Myocardial IL-1β and tumour necrosis factor α (TNF-α) protein expression by western blotting. (A) Western blot analysis. (B) Densitometric analysis of relative protein concentrations. In rats with myocarditis treated with PBS, IL-1β and TNF-α protein expression was greatly increased; 15d-PGJ₂ and PIO treatment decreased IL-1β and TNF-α protein expression. Values are derived from five animals and determined as the percentage of control values. *p < 0.01 v control; †p < 0.01 v vehicle.

Figure 5

Electrophoretic mobility shift assay for nuclear factor κB (NF-κB) and western blot analysis of inhibitor IκB (IκB) α in cytoplasmic fraction of myocardium. (A) Representative electrophoretic mobility shift assay of NF-κB activity in myocardium. Specificity was determined by addition of p65 antibody (supershift) or unlabelled (cold) NF-κB oligonucleotide to the myocardium. Four separate experiments yielded similar results. (B) Densitometric analysis of DNA binding activity in the region of NF-κB (p65) was quantified. In acute myocarditis, NF-κB was greatly activated (enhanced DNA binding activity by 5.6-fold versus normal controls). This activation was inhibited in the 15d-PGJ₂ and PIO treated groups. (C) Representative western blots. (D) Densitometric analysis (n  =  5).

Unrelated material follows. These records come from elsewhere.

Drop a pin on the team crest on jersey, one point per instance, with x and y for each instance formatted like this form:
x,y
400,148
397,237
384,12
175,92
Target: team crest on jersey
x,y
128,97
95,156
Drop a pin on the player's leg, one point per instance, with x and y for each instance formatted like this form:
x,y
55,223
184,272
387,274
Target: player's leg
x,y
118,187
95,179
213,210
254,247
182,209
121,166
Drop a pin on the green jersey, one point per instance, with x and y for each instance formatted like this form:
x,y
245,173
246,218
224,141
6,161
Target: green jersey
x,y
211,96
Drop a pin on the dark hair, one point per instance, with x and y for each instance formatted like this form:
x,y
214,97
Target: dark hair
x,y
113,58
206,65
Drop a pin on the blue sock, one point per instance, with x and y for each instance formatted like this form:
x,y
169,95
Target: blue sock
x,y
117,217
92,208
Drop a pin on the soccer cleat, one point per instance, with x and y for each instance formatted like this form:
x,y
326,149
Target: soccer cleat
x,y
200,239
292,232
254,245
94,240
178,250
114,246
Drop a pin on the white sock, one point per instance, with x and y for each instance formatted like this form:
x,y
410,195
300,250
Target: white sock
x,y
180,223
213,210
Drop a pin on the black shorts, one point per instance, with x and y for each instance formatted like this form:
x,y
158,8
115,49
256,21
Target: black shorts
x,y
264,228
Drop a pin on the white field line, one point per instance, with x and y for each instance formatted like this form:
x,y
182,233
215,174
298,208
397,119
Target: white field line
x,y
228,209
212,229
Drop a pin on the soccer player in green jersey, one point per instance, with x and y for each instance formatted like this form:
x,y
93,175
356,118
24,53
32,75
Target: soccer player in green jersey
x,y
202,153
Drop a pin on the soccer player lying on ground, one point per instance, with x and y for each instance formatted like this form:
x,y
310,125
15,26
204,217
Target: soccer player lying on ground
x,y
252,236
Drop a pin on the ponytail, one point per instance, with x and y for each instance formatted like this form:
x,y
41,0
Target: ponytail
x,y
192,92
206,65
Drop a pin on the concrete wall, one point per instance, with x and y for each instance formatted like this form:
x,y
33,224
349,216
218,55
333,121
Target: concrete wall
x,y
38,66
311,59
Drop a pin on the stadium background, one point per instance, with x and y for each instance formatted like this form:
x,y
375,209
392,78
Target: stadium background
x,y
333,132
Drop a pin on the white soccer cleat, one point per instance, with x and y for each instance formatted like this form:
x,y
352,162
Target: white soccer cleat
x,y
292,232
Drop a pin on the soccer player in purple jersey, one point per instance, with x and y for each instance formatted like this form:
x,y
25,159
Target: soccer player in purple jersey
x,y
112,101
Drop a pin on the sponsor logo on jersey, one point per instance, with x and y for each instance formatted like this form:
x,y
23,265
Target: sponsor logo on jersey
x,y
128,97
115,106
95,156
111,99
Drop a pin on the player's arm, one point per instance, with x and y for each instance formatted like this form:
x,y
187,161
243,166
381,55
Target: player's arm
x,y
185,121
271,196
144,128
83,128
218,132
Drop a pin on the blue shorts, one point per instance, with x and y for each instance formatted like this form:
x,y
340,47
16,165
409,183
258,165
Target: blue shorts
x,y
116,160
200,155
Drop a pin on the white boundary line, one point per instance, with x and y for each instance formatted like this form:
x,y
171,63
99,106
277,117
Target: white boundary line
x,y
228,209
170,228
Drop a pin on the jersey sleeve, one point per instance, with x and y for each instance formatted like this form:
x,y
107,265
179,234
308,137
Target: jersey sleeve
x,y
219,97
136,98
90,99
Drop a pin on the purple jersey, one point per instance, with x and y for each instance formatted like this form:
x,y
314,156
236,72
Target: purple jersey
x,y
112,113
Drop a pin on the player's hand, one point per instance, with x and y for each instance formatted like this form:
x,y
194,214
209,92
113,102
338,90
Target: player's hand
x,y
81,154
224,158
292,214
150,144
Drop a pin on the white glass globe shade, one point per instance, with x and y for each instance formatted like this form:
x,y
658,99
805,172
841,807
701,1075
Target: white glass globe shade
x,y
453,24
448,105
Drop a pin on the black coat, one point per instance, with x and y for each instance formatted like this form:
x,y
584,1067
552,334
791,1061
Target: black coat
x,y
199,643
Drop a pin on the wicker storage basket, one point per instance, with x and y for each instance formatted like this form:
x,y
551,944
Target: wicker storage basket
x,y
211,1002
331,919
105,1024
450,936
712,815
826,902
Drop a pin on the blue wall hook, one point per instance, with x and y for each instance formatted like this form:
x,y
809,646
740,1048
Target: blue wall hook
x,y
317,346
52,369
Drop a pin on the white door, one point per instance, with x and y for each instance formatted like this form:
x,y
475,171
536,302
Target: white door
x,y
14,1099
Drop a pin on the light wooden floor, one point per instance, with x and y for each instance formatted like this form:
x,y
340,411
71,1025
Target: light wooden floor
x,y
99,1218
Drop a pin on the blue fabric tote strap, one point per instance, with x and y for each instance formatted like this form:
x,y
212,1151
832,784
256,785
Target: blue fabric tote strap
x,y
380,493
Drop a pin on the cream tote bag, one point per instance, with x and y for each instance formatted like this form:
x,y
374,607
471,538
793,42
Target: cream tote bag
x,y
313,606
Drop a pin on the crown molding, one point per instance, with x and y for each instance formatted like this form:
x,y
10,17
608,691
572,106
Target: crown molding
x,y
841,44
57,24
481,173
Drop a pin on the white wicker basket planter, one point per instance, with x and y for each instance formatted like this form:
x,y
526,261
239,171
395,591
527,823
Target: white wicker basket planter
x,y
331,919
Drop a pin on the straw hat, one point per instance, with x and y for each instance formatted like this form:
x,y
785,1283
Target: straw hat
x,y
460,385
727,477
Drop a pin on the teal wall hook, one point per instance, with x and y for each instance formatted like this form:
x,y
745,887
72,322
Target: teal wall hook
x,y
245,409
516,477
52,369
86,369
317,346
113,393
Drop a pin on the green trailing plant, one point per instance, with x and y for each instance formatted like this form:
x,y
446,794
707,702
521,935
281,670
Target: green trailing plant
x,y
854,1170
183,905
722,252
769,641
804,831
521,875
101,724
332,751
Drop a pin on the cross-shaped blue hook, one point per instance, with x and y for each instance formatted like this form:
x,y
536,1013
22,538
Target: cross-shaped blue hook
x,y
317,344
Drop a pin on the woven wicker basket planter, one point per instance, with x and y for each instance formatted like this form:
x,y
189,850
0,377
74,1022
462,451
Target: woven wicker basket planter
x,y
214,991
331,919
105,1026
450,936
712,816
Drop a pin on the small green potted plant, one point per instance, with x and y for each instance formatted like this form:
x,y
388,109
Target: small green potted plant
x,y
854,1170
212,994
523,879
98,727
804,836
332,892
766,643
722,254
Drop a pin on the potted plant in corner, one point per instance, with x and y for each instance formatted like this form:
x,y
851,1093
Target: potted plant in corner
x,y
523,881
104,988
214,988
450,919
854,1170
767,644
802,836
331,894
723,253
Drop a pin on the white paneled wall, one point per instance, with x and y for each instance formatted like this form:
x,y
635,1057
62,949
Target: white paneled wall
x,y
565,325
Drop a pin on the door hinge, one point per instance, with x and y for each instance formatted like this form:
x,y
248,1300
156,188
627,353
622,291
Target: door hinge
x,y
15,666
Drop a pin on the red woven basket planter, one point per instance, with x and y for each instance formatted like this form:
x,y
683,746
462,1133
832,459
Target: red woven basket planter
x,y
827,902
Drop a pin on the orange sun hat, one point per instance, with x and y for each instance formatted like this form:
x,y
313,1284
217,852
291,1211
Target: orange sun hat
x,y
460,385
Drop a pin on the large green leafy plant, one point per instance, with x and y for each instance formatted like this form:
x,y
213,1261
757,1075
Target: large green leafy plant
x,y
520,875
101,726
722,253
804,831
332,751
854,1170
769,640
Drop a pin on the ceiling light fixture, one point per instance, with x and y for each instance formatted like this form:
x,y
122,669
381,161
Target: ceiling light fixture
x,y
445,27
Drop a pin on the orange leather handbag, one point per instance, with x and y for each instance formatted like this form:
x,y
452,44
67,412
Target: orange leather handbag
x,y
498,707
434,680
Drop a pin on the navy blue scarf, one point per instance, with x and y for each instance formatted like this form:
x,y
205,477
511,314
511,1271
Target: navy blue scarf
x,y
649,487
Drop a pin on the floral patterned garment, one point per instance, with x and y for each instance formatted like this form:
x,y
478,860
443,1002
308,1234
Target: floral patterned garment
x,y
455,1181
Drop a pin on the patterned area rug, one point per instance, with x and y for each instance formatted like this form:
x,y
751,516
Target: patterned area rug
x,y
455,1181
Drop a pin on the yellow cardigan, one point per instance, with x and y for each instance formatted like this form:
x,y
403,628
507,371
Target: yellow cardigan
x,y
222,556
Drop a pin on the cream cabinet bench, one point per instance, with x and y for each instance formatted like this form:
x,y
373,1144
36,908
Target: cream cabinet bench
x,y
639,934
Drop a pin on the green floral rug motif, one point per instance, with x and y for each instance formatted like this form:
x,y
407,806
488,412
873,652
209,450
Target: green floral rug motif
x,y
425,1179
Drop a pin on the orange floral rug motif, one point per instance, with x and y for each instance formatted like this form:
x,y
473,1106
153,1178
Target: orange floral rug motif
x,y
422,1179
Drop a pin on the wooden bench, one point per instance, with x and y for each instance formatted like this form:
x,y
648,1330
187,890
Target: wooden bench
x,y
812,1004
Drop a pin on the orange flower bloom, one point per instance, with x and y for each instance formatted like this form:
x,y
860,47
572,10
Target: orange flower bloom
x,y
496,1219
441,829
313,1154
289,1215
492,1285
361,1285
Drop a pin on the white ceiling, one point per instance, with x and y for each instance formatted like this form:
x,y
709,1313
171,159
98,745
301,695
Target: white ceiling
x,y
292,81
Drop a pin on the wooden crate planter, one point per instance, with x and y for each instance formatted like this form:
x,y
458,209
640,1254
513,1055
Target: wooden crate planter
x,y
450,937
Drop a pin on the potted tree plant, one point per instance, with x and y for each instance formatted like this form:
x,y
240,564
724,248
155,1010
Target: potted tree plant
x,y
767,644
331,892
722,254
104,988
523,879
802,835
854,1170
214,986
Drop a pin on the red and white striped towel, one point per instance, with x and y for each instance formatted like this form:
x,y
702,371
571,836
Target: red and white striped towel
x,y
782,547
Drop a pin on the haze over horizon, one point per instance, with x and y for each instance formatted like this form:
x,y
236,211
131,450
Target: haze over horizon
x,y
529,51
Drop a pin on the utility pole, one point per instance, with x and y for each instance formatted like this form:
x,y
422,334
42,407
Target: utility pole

IκBα concentration decreased greatly in the cytoplasmic and nuclear fractions in rats with EAM treated with PBS. Treatment with 15d-PGJ₂ and PIO enhanced the cytoplasmic concentrations of IκBα by 2.2-fold and 2.1-fold, and increased the nuclear concentrations of IκBα by 1.7-fold and 1.5-fold, respectively, versus myocarditis. * p < 0.01 v control; †p < 0.01 v myocarditis.